Recently, we have been observing frequent connectivity drop issues on random application servers. Packet captures (tcpdump) revealed that some servers stop receiving ARP replies from their destination IP addresses—even though both are in the same VLAN and subnet.
This raises an important question: what could cause ARP failures in a flat Layer 2 domain?
A Quick Refresher: What is ARP?
Address Resolution Protocol (ARP) is the mechanism that maps an IP address to its corresponding MAC address on a local Ethernet network.
Without ARP, hosts cannot communicate within the same subnet.
- Layer 2 to Layer 3 Mapping: NICs don’t understand IP addresses—they only use MAC addresses. ARP provides the “glue” between IP (Layer 3) and Ethernet (Layer 2).

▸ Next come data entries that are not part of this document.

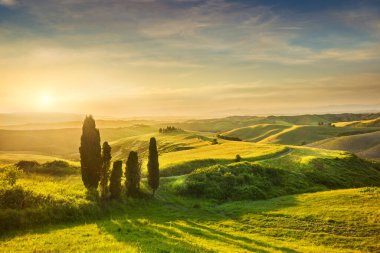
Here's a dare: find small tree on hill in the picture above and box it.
[110,160,123,199]
[148,137,160,196]
[79,115,102,189]
[125,151,140,196]
[100,141,112,198]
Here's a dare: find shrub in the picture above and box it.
[15,160,40,170]
[110,160,123,199]
[125,151,141,196]
[2,166,22,186]
[176,162,308,200]
[148,137,160,195]
[79,115,102,189]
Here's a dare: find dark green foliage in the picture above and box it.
[79,115,102,189]
[110,160,123,199]
[177,156,380,200]
[100,141,112,198]
[216,134,242,141]
[125,151,141,196]
[158,126,183,134]
[303,155,380,189]
[148,137,160,195]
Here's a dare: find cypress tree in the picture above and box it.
[125,151,140,196]
[79,115,102,189]
[148,137,160,196]
[100,141,112,198]
[110,160,123,199]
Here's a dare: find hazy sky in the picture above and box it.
[0,0,380,117]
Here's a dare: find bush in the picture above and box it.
[110,160,123,199]
[15,160,40,170]
[2,166,22,186]
[177,162,308,200]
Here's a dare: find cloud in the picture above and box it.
[0,0,17,6]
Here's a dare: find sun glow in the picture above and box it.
[41,95,51,106]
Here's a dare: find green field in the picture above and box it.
[0,114,380,253]
[310,131,380,160]
[223,124,380,145]
[0,172,380,252]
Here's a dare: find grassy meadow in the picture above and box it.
[0,115,380,253]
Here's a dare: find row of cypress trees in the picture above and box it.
[79,115,159,198]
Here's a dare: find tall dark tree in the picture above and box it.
[125,151,140,196]
[79,115,102,189]
[100,141,112,198]
[110,160,123,199]
[148,137,160,195]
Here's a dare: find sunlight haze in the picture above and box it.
[0,0,380,117]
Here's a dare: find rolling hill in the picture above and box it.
[334,118,380,127]
[309,131,380,161]
[222,124,380,145]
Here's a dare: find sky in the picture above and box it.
[0,0,380,117]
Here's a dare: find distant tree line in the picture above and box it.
[318,121,335,127]
[158,126,183,134]
[216,134,242,141]
[79,115,159,199]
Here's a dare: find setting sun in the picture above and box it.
[41,95,51,106]
[0,0,380,253]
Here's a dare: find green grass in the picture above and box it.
[0,180,380,252]
[223,124,379,145]
[223,124,290,142]
[310,131,380,160]
[177,147,380,201]
[0,151,79,165]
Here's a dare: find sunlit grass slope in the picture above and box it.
[0,151,76,166]
[110,131,215,159]
[160,141,287,176]
[335,118,380,127]
[254,126,379,145]
[310,131,380,160]
[176,147,380,201]
[0,125,157,160]
[223,124,291,142]
[0,188,380,252]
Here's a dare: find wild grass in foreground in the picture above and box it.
[0,187,380,252]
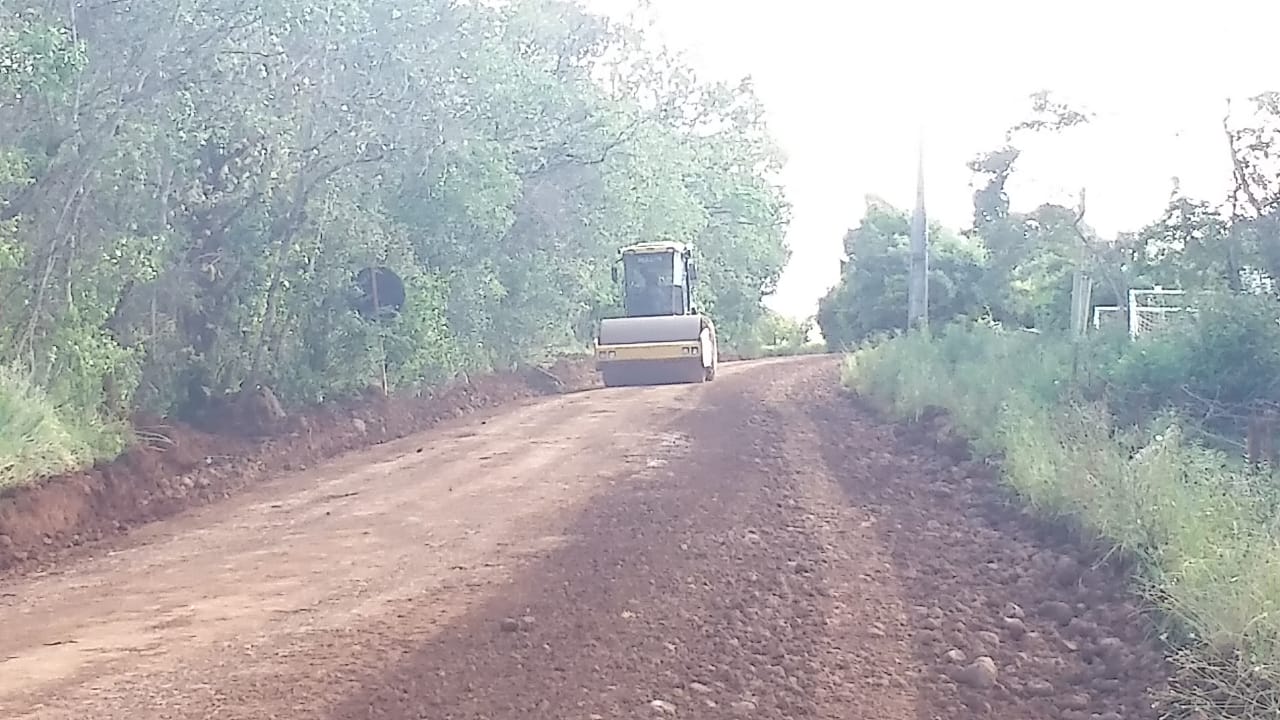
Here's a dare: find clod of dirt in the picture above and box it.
[1004,609,1027,632]
[1041,600,1075,625]
[649,700,676,715]
[952,655,1000,689]
[974,630,1000,650]
[1057,693,1089,710]
[1023,678,1053,697]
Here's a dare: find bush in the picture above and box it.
[0,368,125,492]
[844,324,1280,717]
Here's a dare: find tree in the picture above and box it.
[0,0,788,445]
[817,197,987,350]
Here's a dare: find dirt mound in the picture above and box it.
[0,359,598,571]
[813,392,1170,720]
[314,361,1166,720]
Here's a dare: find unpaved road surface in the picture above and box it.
[0,357,1164,720]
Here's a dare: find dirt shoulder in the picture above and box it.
[0,357,1165,720]
[0,359,599,574]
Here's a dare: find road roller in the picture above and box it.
[595,241,719,387]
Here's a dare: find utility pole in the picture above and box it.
[906,131,929,329]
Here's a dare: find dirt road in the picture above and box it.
[0,357,1164,720]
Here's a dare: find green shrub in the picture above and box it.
[844,322,1280,717]
[0,366,124,491]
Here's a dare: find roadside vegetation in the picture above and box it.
[818,89,1280,720]
[0,0,788,486]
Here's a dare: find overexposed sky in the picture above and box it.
[584,0,1280,316]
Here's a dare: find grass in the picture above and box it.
[0,366,127,492]
[844,324,1280,719]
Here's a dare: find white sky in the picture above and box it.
[585,0,1280,316]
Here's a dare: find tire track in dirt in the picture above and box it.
[330,359,896,720]
[330,359,1165,720]
[0,357,1164,720]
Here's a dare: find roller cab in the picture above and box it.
[595,242,719,387]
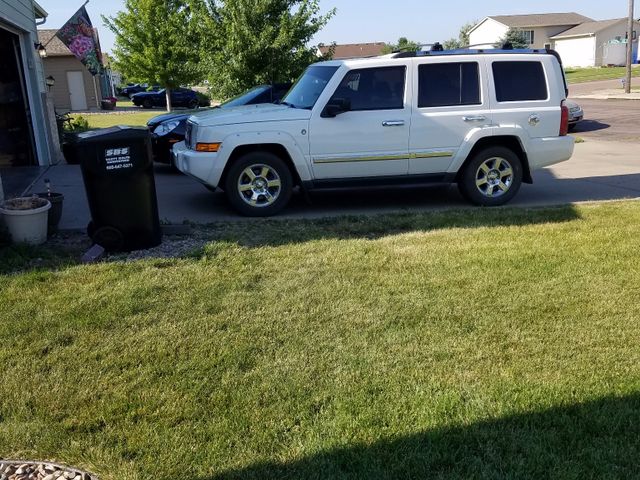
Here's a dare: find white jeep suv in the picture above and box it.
[174,50,574,216]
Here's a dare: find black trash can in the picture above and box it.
[72,126,162,252]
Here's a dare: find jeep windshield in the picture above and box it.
[281,65,338,110]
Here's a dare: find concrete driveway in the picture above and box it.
[31,141,640,229]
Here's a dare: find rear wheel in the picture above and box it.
[458,147,522,207]
[224,152,293,217]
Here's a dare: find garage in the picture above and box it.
[0,28,38,167]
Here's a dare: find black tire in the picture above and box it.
[224,152,293,217]
[458,147,522,207]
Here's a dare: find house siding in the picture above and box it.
[0,0,54,165]
[44,55,102,111]
[595,22,640,67]
[554,36,596,67]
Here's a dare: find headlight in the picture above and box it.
[153,120,180,137]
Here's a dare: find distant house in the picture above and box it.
[318,42,387,60]
[552,18,640,67]
[0,0,57,168]
[469,12,640,67]
[469,12,593,48]
[38,30,104,111]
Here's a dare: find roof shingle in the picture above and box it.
[489,12,593,28]
[318,42,387,60]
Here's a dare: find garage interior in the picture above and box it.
[0,26,38,168]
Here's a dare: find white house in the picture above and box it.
[552,18,640,67]
[469,12,593,48]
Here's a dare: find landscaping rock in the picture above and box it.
[0,460,97,480]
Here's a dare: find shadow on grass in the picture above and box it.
[0,205,579,275]
[204,394,640,480]
[192,205,580,248]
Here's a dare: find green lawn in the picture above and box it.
[565,67,640,83]
[72,109,159,128]
[0,202,640,480]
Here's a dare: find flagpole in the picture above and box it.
[43,0,89,48]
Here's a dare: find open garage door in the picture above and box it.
[0,27,38,167]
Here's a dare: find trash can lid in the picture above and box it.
[76,125,149,143]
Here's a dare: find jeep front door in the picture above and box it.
[409,56,491,175]
[309,65,411,179]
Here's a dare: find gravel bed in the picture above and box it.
[0,460,98,480]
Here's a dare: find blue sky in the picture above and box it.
[39,0,640,52]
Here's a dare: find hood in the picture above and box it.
[131,92,158,98]
[189,103,311,126]
[147,110,197,127]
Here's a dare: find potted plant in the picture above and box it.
[36,178,64,236]
[0,196,51,245]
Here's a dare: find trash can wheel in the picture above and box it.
[87,222,124,252]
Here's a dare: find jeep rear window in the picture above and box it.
[282,65,338,110]
[493,61,549,102]
[418,62,482,108]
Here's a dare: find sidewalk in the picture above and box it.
[571,87,640,100]
[23,141,640,230]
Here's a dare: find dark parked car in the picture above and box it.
[120,83,160,98]
[131,88,198,108]
[147,83,291,163]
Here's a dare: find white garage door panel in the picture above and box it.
[555,37,596,67]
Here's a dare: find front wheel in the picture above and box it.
[458,147,522,207]
[224,152,293,217]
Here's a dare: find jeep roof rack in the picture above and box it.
[391,47,569,97]
[392,48,559,58]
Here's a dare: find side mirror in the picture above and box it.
[320,98,351,118]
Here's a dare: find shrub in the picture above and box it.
[64,115,89,133]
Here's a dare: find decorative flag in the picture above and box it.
[56,6,103,75]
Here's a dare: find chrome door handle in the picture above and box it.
[462,115,487,122]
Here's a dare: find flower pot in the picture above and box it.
[36,193,64,235]
[0,197,51,245]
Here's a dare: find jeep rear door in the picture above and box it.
[409,56,492,175]
[487,54,564,142]
[309,65,411,179]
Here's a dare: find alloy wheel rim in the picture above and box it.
[476,157,513,198]
[238,164,282,208]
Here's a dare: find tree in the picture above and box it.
[102,0,202,111]
[442,20,478,50]
[494,28,529,49]
[198,0,335,99]
[382,37,420,54]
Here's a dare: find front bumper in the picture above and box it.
[171,142,220,187]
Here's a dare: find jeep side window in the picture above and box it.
[332,66,407,111]
[418,62,482,108]
[492,61,549,102]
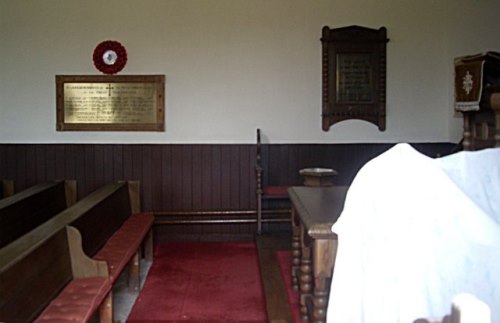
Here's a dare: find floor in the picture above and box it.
[113,233,293,323]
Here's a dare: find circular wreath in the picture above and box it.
[93,40,127,74]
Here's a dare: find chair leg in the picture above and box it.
[128,251,141,292]
[257,193,262,234]
[99,291,113,323]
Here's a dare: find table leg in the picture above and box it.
[299,224,313,322]
[312,239,337,323]
[292,208,301,291]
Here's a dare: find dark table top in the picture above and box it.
[288,186,349,238]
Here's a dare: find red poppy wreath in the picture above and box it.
[93,40,127,74]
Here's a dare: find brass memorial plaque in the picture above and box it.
[337,53,372,103]
[56,76,164,131]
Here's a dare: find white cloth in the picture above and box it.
[327,144,500,323]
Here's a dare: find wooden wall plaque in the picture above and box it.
[321,26,389,131]
[56,75,165,131]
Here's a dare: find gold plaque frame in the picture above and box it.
[56,75,165,131]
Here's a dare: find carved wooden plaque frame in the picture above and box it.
[56,75,165,131]
[321,26,389,131]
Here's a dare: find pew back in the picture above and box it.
[0,181,76,248]
[70,182,132,257]
[0,221,72,322]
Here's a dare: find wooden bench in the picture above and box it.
[0,180,76,248]
[0,218,112,322]
[0,182,154,322]
[0,179,14,199]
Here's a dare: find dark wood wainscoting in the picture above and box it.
[0,143,454,239]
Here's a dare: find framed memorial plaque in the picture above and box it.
[321,26,389,131]
[56,75,165,131]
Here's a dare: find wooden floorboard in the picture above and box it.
[256,234,293,323]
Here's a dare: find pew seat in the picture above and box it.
[0,225,112,322]
[35,277,112,323]
[94,214,154,291]
[0,182,154,323]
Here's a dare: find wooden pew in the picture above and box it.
[0,182,154,322]
[0,180,76,248]
[0,217,112,322]
[0,179,14,199]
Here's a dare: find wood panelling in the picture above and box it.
[0,143,454,232]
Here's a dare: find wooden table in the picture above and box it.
[288,186,348,322]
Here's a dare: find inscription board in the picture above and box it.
[337,54,372,103]
[56,75,165,131]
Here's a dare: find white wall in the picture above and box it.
[0,0,500,143]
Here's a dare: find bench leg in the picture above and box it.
[128,251,141,292]
[144,229,153,261]
[99,292,113,323]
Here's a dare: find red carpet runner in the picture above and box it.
[127,242,267,323]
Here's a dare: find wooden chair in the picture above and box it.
[255,129,290,234]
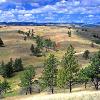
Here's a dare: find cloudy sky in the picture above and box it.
[0,0,100,23]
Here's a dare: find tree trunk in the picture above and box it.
[69,81,72,93]
[96,79,98,90]
[29,86,32,94]
[51,87,54,94]
[85,82,87,89]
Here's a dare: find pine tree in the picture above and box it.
[2,60,13,78]
[43,54,58,94]
[30,44,35,55]
[2,79,11,93]
[13,58,24,72]
[61,45,79,92]
[88,51,100,90]
[36,36,43,49]
[83,50,90,60]
[68,31,72,37]
[0,38,4,47]
[78,67,91,88]
[20,67,35,95]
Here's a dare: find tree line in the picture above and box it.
[0,58,24,78]
[18,45,100,94]
[18,29,56,56]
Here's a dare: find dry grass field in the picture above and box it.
[0,26,100,100]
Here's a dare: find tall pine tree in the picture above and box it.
[57,45,79,92]
[43,54,58,94]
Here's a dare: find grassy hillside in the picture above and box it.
[5,91,100,100]
[0,26,100,100]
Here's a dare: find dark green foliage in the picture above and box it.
[43,54,58,93]
[30,44,42,57]
[1,60,13,78]
[83,50,90,60]
[36,36,43,49]
[20,67,35,95]
[67,31,72,37]
[0,58,24,78]
[88,51,100,90]
[78,67,90,88]
[2,79,10,93]
[13,58,24,72]
[0,38,4,47]
[0,79,11,95]
[58,45,79,92]
[30,44,35,54]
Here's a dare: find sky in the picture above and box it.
[0,0,100,23]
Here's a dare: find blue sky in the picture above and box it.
[0,0,100,23]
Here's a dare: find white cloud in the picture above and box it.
[0,0,6,3]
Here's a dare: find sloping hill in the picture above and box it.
[6,91,100,100]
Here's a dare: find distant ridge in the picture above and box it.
[0,22,100,27]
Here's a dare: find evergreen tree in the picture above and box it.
[13,58,24,72]
[20,67,35,95]
[2,79,11,93]
[83,50,90,60]
[36,36,43,49]
[43,54,58,93]
[78,67,90,88]
[2,59,13,78]
[67,31,72,37]
[0,38,4,47]
[30,44,35,55]
[61,45,79,92]
[88,51,100,90]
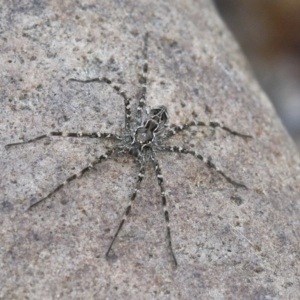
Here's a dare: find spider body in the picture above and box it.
[6,34,251,267]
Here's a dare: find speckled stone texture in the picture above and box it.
[0,0,300,300]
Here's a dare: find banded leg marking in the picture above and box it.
[152,155,178,268]
[105,165,145,257]
[69,77,131,131]
[162,146,248,189]
[166,121,253,138]
[5,131,121,149]
[27,150,114,210]
[136,32,149,122]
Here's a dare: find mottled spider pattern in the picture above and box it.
[6,33,251,267]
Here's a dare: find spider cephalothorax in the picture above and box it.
[6,34,251,266]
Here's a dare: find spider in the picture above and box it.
[5,33,251,267]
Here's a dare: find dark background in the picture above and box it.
[215,0,300,150]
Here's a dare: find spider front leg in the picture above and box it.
[136,32,149,124]
[166,121,253,139]
[105,164,145,257]
[5,131,121,149]
[151,152,178,268]
[27,149,114,210]
[161,146,247,189]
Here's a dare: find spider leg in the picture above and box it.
[161,146,247,189]
[151,152,178,268]
[27,149,114,210]
[136,32,149,124]
[166,121,253,138]
[105,164,145,257]
[69,77,131,132]
[5,131,121,149]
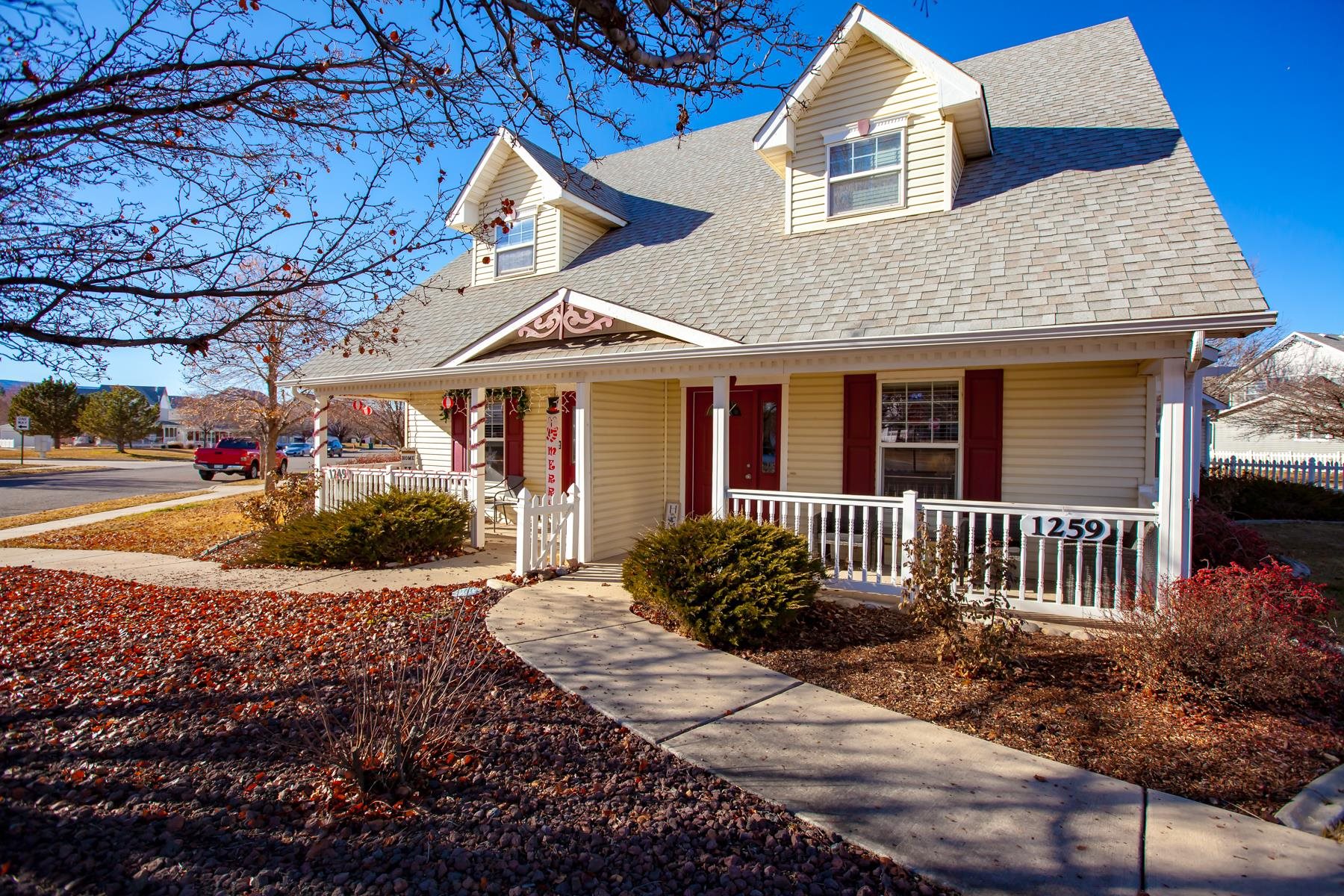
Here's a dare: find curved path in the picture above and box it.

- MAC Addresses: Every Ethernet NIC has a 48-bit globally unique identifier, burned into ROM, which is used to deliver Ethernet frames.
- Operation: If host 10.0.0.11 wants to communicate with 10.0.0.22, it broadcasts an ARP request asking: “Who has 10.0.0.22?”. The host owning that IP replies with its MAC address.
Where Things Go Wrong: Possible ARP Table Overflow
In a /24 subnet (255.255.255.0), we can assign up to 254 usable IP addresses. If this limit is fully utilized (or close to it), ARP tables at switches, routers, or even servers may hit capacity constraints.
What we observed:
- No ARP reply received for some destination IPs.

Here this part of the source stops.